Featuring ‘Ukraine War’ in the 77th UNGA Session: How Was Bangladesh Different?

War neither brings peace nor solution; rather brings endless woe and hardship. The whiff of the Ukraine war also is not different in this regard. Commenced on 24th February 2022 by the military intervention of Russia, the war has already passed seven-month and is gradually becoming more protracted. As of September 20, apart from military forces, more than 5,916 civilians have died on both Ukraine and Russian sides. Along with such grim development, the war between these two economic resourceful countries has penetrated world politico-economic resilience in a horrendous grip which has already jerked all corners of the world. However, men are passed away, resources are burned away, infrastructures are razed, and civilians are being attacked by both belligerent parties but no sign is still palpable inferring the end of the war. To stop the war, what is the role the rest of the world playing? What is about the pledge of the United Nations in securing peace and stability throughout the world? Is the war aptly emphasized and featured in the 77th United Nations General Assembly?

On 13th September, however, the United Nations unveiled the 77th session of the General Assembly. The first day of the high-level debate has been held on 20th September. Prime ministers, Presidents and representatives from different parts of the world attended the session where they spoke and debated on diverse themes ranging from climate change to the elimination of nuclear weapons. Of them, the most crucial order of the day was the Ukraine war that has been dominating the 77th session of the General Assembly. While some leaders from different countries have been featuring the war from their viewpoints condemning Russia for launching this intervention, some were urging both Russia and Ukraine to work together and forget all the misperceptions and misunderstandings by bringing a halt to the war.

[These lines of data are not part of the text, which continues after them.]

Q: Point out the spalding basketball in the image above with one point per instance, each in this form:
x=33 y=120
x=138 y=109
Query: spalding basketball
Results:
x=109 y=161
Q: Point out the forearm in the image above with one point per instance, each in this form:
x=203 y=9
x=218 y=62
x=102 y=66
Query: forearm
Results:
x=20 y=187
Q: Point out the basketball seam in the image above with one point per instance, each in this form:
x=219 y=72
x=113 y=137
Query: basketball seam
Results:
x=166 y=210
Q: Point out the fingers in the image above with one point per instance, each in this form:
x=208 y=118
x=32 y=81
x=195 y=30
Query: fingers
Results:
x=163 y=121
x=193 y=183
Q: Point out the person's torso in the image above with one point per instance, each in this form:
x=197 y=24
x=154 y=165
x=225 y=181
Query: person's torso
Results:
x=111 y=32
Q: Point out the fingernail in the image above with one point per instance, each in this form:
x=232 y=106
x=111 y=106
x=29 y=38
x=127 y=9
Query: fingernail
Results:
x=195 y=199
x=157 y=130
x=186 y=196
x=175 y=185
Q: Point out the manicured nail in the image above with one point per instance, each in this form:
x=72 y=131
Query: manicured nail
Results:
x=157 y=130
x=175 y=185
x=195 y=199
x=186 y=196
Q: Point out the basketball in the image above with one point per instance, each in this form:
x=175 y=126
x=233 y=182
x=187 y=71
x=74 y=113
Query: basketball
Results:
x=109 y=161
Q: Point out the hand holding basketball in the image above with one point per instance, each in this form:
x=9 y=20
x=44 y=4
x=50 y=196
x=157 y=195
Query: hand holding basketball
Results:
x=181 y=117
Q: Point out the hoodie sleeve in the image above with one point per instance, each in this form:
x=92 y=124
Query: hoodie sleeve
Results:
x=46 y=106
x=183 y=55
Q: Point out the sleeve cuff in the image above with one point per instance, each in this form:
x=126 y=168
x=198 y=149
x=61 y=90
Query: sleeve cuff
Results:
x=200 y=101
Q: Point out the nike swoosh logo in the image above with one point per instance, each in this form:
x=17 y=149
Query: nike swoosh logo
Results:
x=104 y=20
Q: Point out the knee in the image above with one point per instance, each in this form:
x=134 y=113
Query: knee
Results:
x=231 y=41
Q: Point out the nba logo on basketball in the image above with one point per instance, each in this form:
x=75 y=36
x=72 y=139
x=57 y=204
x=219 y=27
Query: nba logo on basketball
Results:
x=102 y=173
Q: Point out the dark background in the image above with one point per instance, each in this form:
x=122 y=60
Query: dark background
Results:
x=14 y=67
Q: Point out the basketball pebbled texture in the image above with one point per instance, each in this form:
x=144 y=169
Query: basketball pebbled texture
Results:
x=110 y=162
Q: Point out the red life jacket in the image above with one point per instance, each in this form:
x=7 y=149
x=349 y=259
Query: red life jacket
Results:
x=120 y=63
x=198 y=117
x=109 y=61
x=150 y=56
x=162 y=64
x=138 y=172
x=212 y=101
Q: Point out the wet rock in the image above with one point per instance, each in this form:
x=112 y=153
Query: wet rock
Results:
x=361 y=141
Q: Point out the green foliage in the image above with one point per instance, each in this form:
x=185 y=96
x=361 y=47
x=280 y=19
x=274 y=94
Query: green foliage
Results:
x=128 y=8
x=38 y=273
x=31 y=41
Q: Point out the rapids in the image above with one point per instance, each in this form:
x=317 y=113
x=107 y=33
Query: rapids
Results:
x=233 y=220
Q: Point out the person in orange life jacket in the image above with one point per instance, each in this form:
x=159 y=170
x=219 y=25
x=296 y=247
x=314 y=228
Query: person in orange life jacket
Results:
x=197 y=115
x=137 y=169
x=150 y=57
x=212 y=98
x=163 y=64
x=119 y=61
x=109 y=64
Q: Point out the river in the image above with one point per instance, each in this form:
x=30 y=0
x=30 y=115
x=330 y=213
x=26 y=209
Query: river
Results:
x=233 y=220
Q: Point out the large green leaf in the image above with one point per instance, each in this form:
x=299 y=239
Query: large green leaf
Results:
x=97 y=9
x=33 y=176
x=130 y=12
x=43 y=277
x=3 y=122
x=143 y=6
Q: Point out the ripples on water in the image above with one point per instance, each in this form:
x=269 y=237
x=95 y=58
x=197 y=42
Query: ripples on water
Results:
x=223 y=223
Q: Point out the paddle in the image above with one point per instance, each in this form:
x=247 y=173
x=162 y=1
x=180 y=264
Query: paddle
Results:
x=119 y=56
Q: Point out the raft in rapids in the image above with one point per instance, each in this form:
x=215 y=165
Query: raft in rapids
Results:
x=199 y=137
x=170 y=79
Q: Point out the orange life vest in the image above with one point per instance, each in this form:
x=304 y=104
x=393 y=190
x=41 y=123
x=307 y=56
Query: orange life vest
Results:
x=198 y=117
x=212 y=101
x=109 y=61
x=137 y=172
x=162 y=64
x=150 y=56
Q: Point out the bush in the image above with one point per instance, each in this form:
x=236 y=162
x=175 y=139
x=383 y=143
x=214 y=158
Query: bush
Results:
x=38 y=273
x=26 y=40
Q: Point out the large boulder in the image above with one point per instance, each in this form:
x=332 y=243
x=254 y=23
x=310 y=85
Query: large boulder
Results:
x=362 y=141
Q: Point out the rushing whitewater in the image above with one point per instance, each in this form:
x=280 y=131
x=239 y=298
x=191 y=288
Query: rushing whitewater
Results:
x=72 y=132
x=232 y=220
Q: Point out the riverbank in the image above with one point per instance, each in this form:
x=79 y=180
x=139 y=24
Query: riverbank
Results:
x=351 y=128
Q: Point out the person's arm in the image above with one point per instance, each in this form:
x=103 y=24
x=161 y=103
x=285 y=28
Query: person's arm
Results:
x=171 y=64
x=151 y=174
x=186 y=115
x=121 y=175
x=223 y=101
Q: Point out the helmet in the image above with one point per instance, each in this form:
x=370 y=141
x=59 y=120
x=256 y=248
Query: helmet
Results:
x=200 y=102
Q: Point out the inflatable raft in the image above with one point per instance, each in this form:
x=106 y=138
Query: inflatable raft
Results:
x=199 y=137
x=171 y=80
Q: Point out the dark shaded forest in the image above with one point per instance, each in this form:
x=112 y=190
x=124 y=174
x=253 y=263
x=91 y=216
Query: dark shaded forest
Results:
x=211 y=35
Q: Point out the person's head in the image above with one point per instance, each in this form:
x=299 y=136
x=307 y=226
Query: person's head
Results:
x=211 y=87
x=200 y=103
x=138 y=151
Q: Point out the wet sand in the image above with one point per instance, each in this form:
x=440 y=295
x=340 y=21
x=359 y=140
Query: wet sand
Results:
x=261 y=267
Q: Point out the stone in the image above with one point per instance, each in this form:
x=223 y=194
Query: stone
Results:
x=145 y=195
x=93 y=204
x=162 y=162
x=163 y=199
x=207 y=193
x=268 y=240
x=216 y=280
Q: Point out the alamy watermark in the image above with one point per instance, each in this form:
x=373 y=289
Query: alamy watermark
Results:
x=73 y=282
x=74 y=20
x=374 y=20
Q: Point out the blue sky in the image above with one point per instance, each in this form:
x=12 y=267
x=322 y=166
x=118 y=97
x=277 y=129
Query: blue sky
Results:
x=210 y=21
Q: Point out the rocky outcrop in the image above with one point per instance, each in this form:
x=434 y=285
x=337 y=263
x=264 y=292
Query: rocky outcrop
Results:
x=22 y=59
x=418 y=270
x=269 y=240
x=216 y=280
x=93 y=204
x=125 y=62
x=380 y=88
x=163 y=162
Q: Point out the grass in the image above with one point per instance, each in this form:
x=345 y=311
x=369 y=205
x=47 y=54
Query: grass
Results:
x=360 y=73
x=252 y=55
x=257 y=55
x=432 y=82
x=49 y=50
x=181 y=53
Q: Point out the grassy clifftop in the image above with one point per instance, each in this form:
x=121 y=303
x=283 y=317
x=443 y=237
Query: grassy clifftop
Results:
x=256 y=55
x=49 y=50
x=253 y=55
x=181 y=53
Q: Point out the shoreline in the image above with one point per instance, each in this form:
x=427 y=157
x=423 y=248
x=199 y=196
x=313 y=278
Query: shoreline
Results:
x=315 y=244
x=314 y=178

Remarks from Antonio Guterres on the Ukraine War

In his opening remarks in the 77th session of the UNGA, Antonio Guterres, the Secretary-General of the world organisation highlighted the Ukraine war from a broader perspective. Focusing on the ‘growing inequalities, deep division, grave challenges and troubles,’ he called the world leaders to be united to have ‘hope’ and ‘action’ for the betterment of the world. Besides, specifically talking about the Ukraine war, Antonio Guterres spotlighted evocative pictures of the ‘brave commander’ ship and the UN-brokered Black Sea Grain Initiative under which Ukrainian wheat is bound for points in Yemen, Ethiopia and beyond. Guterres said that “they were not symbols of conflict and hunger but of hope born of cooperation.” Moreover, in this regard, he emphasized multilateral diplomatic action and the role of the UN flag in bringing Ukraine and Russia to a stage of cooperation. He said, “Ukraine and the Russian Federation-with the support of Türkiye-came together to make it happen-despite the enormous complexities, the naysayers, and even the hell of war.”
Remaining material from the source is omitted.